The concepts or idea of the lump sum completely has nothing to be talked about in terms of buying the dip, the idea of the lump sum buying has to do with making purchase of Bitcoin with the huge sum that is readily available to be invested right away without considering whether the market condition is in dip or not.
Bro you are wrong here and you tend to sound like you are right. Lump sum still involves buying the dip, it depends on the investor whether he chooses to Lump sum at any time without minding the price of the market or he may choose to Lump sum during the dip. And it is true that the best time to Lump sum is during the dip and then DCA through any market interval. In my own opinion this is the right approach to follow an investment. If there are extra buck that comes in along our investment, we can choose to wait for the dip then and when it comes, we Lump sum as well.
Tmoonz has the right idea.
The mere fact that you have extra money that you are holding aside to buy the dip does not convert that into lump sum, merely because the amount might be larger than your normal buys.
The three main strategies in accumulating bitcoin is DCA, buy the dip and lump sum. Sure you can combine these strategies and even front load your investment by buying more in the beginning, yet if you really want to attempt to apply strategies in differing ways, sometimes there may well be advantages to understanding the difference between the practices in order to take advantage of such differences, and yeah, whether you know the advantages and disadvantages or not, you can do whatever you like and call it whatever you like, even though you might cause confusion when you are not able to differentiate between what is buying the dip and what is lump sum and what is DCA.
Of course Tmoonz is right with his ideas but since we disagree to agree here I will like to buttress and point out so fact that must have amounted to confusion of the other party.
Let's say for instance: We've got three major strategies for bitcoin investment which is DCA, Buying the dips and Lump sum. I believe sometimes this strategies do have some collision which is where agbamoni might be getting is wrong but this collision literally doesn't show up frequently.
Here is the instance; Using my Churchillvv as the case study,
Point A Churchillvv(1) usually practice the DCA method of investing hence does not care what the price is (volatility) as his intention must be for long term investment.
Point B Churchillvv(2), Also practice the buy the dips and he does care what the price is and tries to maximise profit by buying only when the price is low.
Point C Churchillvv(3) Also practice the Limb sum method of buying bitcoin, at this point he does not also care what the price is but because there is an extra cash flow he decides to go in at once.

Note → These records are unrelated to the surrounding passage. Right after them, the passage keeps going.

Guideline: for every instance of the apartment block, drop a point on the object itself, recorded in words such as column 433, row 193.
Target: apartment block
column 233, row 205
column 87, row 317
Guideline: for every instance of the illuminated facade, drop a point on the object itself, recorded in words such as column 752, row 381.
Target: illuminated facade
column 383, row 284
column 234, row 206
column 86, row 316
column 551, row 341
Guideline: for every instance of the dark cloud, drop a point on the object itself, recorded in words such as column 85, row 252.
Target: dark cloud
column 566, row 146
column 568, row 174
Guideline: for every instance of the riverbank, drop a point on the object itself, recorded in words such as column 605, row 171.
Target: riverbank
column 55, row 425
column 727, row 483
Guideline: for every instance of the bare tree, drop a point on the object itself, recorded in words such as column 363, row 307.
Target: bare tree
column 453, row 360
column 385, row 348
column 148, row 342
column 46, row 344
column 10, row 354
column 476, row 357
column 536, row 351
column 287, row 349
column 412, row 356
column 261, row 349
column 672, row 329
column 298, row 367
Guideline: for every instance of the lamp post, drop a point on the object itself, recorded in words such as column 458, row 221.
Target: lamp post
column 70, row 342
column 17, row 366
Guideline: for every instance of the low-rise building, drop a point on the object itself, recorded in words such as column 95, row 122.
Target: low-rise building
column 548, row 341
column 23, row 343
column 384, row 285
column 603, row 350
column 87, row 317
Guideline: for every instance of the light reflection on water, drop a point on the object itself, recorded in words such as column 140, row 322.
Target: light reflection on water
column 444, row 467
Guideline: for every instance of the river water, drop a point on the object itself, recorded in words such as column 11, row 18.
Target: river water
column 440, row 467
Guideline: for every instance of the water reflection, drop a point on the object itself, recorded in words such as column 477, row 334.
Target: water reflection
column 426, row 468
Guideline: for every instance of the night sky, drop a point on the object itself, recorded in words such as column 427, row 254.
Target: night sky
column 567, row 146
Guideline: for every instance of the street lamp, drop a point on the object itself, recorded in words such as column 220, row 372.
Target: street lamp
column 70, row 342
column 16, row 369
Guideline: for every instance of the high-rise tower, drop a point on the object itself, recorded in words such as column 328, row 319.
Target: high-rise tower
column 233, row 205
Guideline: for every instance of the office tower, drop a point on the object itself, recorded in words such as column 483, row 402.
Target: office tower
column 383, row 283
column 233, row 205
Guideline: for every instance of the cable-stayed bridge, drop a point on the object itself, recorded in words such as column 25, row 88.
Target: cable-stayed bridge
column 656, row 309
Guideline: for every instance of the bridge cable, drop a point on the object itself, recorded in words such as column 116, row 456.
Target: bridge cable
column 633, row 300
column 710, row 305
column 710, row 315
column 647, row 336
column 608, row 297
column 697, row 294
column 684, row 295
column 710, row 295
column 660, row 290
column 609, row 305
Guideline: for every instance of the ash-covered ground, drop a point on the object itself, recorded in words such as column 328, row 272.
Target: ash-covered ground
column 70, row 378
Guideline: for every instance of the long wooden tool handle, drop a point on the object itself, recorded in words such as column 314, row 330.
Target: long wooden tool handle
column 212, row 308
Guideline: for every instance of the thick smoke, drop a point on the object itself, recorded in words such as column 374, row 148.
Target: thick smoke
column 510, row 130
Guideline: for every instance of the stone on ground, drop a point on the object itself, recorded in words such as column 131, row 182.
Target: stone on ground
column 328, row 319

Having identify this three points, the rare collision happens where, Churchillvv usually buys the dips but for some reason during this purchase he gets an extra cash follow which is not certain then decides to push in all the extra cash into his bitcoin investment,
note at this same point bitcoin price is relatively low which also means the dips. At this point where he buys both the dips and also buys bitcoin using his extra cash flow which is expect in this instance to be huge to buy bitcoin it is now in a state of collision as both strategies occurred at this same time. which I see as the area where Agbamoni might be looking at but the fact is they (the three strategies) are different things all together.
So to put you Agbamoni in the right direction, lump sum means buying bitcoin only when you have a huge amount and decide ms to invest regardless of the current bitcoin price. This practice is more applicable when you usually get your money once in a while. But buying the dips means even if you have the money now and BTC price is relatively high you would rather wait even if it takes 365 days to reach your relatively low price before you purchase.